Researchers from Denmark created39 and validated40 algorithms that employ hospital diagnoses and dispensed prescription medications to identify cases of rhinitis (sensitivity: 84%, specificity: 82%) and atopic dermatitis (sensitivity: 74%, specificity: 73%) in childhood compared with parental reports of physician diagnoses. In our study, data on prescription medications dispensed can only be ascertained for the subset of participants who were covered by the provincial drug funding system (ODB). Residents of Ontario qualify for ODB if they are either ≥65 years old or are enrolled in one of the following provincial programmes: home care and community services, employment assistance, assistance for persons with disabilities, or assistance with prescription drug costs for those in financial need; starting on 1 January 2018, ODB was extended to any resident of Ontario covered by OHIP+: Children and Youth Pharmacare (≤24 years old).

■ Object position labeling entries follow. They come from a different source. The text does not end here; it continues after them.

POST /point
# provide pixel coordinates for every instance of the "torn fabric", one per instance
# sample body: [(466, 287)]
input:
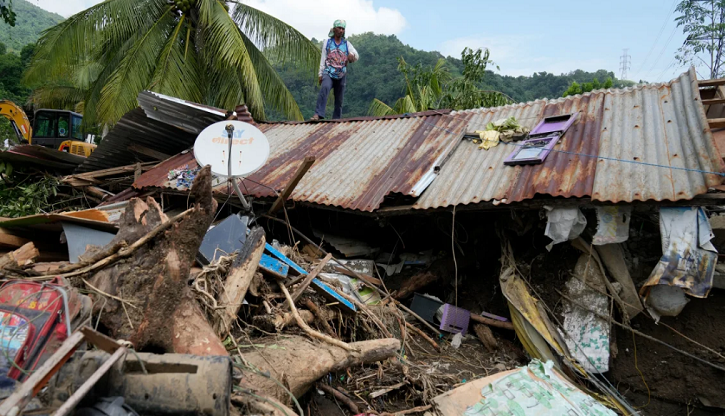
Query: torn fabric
[(612, 225), (564, 224), (689, 258)]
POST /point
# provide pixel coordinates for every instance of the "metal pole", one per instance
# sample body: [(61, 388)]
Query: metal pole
[(245, 204)]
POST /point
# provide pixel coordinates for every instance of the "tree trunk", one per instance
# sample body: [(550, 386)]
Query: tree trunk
[(301, 362), (159, 313), (238, 280)]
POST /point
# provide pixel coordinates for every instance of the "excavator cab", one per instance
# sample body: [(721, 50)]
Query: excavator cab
[(53, 127), (56, 129)]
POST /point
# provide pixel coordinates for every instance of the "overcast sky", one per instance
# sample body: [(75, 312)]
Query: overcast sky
[(524, 36)]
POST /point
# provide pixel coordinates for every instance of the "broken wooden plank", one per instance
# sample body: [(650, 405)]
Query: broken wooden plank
[(273, 266), (143, 150), (10, 240), (331, 295), (88, 178), (711, 82), (32, 386), (301, 170), (386, 390), (306, 283), (492, 322), (713, 101), (284, 258), (484, 334), (20, 257), (239, 277), (365, 277), (716, 123)]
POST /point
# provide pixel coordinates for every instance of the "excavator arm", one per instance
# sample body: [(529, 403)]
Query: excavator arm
[(18, 119)]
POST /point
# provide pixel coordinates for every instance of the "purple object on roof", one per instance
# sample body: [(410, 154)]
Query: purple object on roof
[(554, 124), (455, 319)]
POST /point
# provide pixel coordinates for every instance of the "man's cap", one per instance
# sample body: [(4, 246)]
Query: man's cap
[(338, 23)]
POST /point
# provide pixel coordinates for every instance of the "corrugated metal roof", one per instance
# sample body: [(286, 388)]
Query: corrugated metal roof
[(357, 163), (163, 124), (662, 124), (360, 162)]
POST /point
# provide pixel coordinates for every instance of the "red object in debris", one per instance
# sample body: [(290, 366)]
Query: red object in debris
[(34, 321)]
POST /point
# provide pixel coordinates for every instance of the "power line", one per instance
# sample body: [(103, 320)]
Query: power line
[(625, 63), (662, 52), (664, 24)]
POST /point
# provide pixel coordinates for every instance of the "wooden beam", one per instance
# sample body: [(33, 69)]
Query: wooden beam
[(10, 240), (304, 167), (143, 150), (32, 386), (711, 82), (716, 123), (306, 283), (89, 178)]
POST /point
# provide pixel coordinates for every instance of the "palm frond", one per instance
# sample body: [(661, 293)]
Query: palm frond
[(63, 46), (224, 47), (178, 72), (276, 37), (273, 88), (58, 97), (380, 109), (135, 70)]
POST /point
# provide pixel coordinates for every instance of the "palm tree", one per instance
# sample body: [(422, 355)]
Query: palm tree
[(192, 49), (423, 90)]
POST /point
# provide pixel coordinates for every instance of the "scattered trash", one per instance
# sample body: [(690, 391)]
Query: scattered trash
[(563, 224), (612, 224), (457, 339), (535, 390), (688, 260), (224, 239), (184, 176), (587, 335)]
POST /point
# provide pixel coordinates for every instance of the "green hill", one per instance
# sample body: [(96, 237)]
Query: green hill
[(31, 20), (376, 76)]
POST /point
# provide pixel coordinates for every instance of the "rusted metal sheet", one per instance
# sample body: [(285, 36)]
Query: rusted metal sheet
[(357, 163), (163, 124), (662, 124)]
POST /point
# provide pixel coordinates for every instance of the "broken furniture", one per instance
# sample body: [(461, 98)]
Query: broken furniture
[(168, 384), (25, 392)]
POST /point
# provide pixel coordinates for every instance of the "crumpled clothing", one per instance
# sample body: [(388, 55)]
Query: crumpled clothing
[(612, 225), (184, 176), (688, 257), (489, 138), (564, 224)]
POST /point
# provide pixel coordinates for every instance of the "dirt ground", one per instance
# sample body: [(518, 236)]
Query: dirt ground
[(669, 375)]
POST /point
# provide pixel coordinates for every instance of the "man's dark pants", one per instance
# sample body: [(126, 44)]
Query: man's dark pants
[(328, 84)]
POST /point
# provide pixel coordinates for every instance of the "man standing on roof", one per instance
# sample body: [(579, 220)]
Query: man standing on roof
[(336, 53)]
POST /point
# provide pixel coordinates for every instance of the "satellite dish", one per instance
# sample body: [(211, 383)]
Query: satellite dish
[(250, 148)]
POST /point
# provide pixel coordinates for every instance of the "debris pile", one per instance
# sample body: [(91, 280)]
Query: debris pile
[(167, 292)]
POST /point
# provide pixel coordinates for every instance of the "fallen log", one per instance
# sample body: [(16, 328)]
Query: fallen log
[(239, 278), (301, 362), (278, 322), (21, 257), (339, 396), (486, 337), (492, 322), (154, 277), (322, 318)]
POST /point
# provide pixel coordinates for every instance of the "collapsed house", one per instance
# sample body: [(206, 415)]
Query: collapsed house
[(435, 259)]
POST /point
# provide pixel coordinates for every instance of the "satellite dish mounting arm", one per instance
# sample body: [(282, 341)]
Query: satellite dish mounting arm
[(245, 204)]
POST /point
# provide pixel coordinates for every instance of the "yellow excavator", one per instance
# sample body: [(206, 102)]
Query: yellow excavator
[(56, 129)]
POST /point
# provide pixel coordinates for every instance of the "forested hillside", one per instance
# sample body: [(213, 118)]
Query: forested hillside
[(30, 21), (376, 76)]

We will run a sensitivity analysis using these derived algorithms for rhinitis and atopic dermatitis in the subgroup of children whose families qualified for ODB (see online supplemental file A for algorithms and codes).

We believe that the algorithms employed may result in non-differential outcome misclassification, which usually produces bias towards the null or, in some circumstances, no bias.41 A probabilistic bias analysis will be conducted to evaluate the influence of this misclassification, following published methods.42

Patient and public involvement

Patients and the public were not involved in the development of the protocol.

Ethics and dissemination

Approval was obtained from the Research Ethics Board of the Children’s Hospital of Eastern Ontario (protocol number 19/14PE) and the ICES Privacy Office (protocol number 2020 0901 237 000). Individual patient consent is not required for secondary analyses of routinely collected data, pursuant to privacy legislation in Ontario (Personal Health Information Protection Act, 2004). Further, under the same legislation, BORN and CIHI can collect, use and disclose personal health information without consent. Research finding will be disseminated to public health audiences through presentations at scientific conferences and publications in peer-reviewed journals.